L’auteur de polar historiques française Viviane Moore (La saga de Tancrède le normand) part du cadre de son histoire.
Viviane Moore : Je pars souvent d’un lieu. Un lieu que je ne connais pas. Si je ne le connais que par des images, je vais aller faire des repérages, mais c’est souvent le lieu-personnage qui est à l’origine de beaucoup de mes livres.
Je vais faire tout un repérage, travailler, voire y vivre certaines fois. Sinon, je travaille sur des lieux que je connais comme le Japon, l’Italie, la Sicile notamment. Même en France, très souvent, ce sont des lieux qui ont été déclencheurs d’une recherche, d’une histoire. J’utilise le lieu comme un personnage. Le lieu est un personnage à part entière.
Mais avoir un point de départ pour un roman est-il suffisant ? Les auteurs dont vous venez de lire les témoignages attestent que ce n’est pas le cas. À partir d’une idée, d’une situation, d’un lieu, elles développent les fils narratifs, effectuent des recherches, et construisent leur histoire, que ce soit avant de commencer l’écriture, ou en cours de rédaction. Quelles sont les étapes qui suivent l’idée de départ ?
Différentes manières de développer l’idée de départ
La préparation d’un plan
L’auteur de romans noirs satiriques islandais Árni Þórarinsson prépare énormément ses romans, avant de commencer l’écriture.
Árni Þórarinsson : J’ai appris à travailler en amont. Je prends beaucoup de notes avant la rédaction.
J’écris un synopsis pour chaque chapitre, une description et un synopsis pour chacun des personnages. L’idée c’est de savoir quand est-ce que le personnage arrive dans l’histoire et quand est-ce qu’il la quitte.

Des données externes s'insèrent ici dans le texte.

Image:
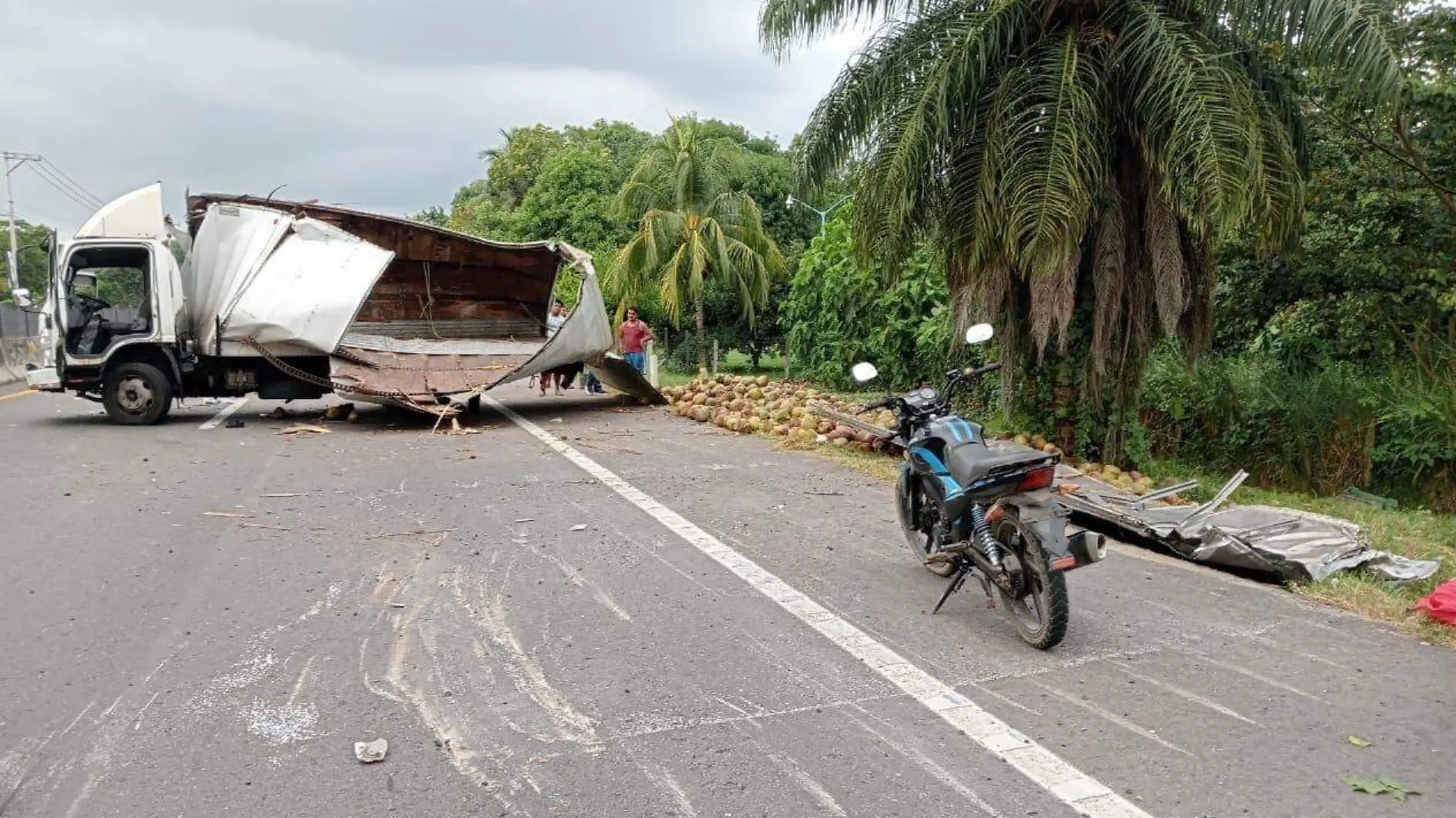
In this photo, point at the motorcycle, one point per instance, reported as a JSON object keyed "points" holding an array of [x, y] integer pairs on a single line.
{"points": [[970, 511]]}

Quand je rédige, j’ai déjà réalisé un gros travail préparatoire. Comme une carte de l’histoire que je veux raconter. Je suis cette carte même si, bien sûr, il peut m’arriver de m’en éloigner.

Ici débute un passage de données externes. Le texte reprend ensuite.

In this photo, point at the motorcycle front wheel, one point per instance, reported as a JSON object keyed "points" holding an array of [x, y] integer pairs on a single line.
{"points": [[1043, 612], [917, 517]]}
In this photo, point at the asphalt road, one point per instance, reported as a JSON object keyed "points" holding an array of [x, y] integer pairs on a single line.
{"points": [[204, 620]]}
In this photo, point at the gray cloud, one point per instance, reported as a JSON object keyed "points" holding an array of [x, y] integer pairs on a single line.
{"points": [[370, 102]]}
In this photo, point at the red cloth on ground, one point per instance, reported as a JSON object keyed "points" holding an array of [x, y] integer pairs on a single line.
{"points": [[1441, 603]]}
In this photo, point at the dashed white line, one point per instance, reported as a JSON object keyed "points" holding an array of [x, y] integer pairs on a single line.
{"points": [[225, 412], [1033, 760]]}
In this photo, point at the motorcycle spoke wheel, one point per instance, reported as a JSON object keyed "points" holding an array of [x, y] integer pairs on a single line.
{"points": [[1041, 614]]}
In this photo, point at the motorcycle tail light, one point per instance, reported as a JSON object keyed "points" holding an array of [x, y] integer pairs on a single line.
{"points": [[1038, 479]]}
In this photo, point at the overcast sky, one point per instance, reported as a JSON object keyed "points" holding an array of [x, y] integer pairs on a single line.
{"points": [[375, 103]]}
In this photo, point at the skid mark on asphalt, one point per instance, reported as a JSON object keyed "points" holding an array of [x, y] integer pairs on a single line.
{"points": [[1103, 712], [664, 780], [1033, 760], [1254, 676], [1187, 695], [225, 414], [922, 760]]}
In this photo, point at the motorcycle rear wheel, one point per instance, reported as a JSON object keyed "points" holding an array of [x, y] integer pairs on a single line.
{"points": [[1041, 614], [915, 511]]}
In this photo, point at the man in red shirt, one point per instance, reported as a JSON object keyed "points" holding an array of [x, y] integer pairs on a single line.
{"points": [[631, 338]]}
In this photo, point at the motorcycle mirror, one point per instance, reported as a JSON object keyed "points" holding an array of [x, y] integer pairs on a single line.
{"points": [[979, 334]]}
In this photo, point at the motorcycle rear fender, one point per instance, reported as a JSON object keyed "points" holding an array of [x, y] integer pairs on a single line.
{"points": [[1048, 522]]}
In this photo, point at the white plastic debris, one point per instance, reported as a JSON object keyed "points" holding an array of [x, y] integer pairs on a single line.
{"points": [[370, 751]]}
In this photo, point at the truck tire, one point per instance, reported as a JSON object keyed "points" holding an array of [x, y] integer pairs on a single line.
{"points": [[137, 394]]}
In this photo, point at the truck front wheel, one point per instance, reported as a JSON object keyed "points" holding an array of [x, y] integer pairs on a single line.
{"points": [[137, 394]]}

Il me paraît impossible d’écrire un bon roman policier sans. En particulier si vous n’avez aucune idée de la manière dont le roman va se terminer. L’improvisation ne fonctionne que si on a une base solide. J’ai vu trop d’auteurs qui ne savent pas du tout ce qu’ils font.La préparation vous permet de travailler plus vite, d’être plus efficace à la rédaction. Je fais beaucoup de travail préparatoire mais ne vous trompez pas, je fais également un gros travail de réécriture.
J’ai des gens proches qui lisent les premières versions et qui font des suggestions que je prends parfois en compte et parfois non.

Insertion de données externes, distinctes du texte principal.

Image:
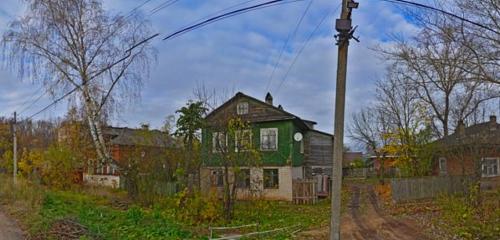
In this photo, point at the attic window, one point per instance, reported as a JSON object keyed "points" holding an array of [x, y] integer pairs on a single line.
{"points": [[242, 108]]}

Un processus extrêmement organique
De son côté, la romancière canadienne Shari Lapena travaille de manière plus spontanée : elle se lance dans l’écriture et précise l’histoire en cours de route.
Shari Lapena C’est un processus extrêmement organique. Je ne planifie pas la fin. J’ai besoin de voir comment les choses se déroulent, comment elles prennent de l’ampleur. Puis je regarde comment ces événements affectent l’intrigue et comment l’intrigue les affecte. Cela devient particulièrement complexe.
La romancière écossaise Val McDermid prépare mentalement son histoire avant de se lancer dans l’écriture.
Val McDermid : Je prépare le roman dans ma tête. Quand je trouve le sens d’une histoire, je commence à me demander : de qui est-ce l’histoire ? Est-ce un roman pour un des personnages de mes séries policières, ou est-ce une histoire qui se tient toute seule ?
Une fois que je connais l’histoire, je peux commencer. En général, quand janvier arrive, je suis en état d’écrire.
Ian Manook, l’auteur français de la saga Yeruldelgger, s’il revendique ne pas préparer le roman avant de débuter l’écriture, mais de partir d’une image qui deviendra le point de départ du roman.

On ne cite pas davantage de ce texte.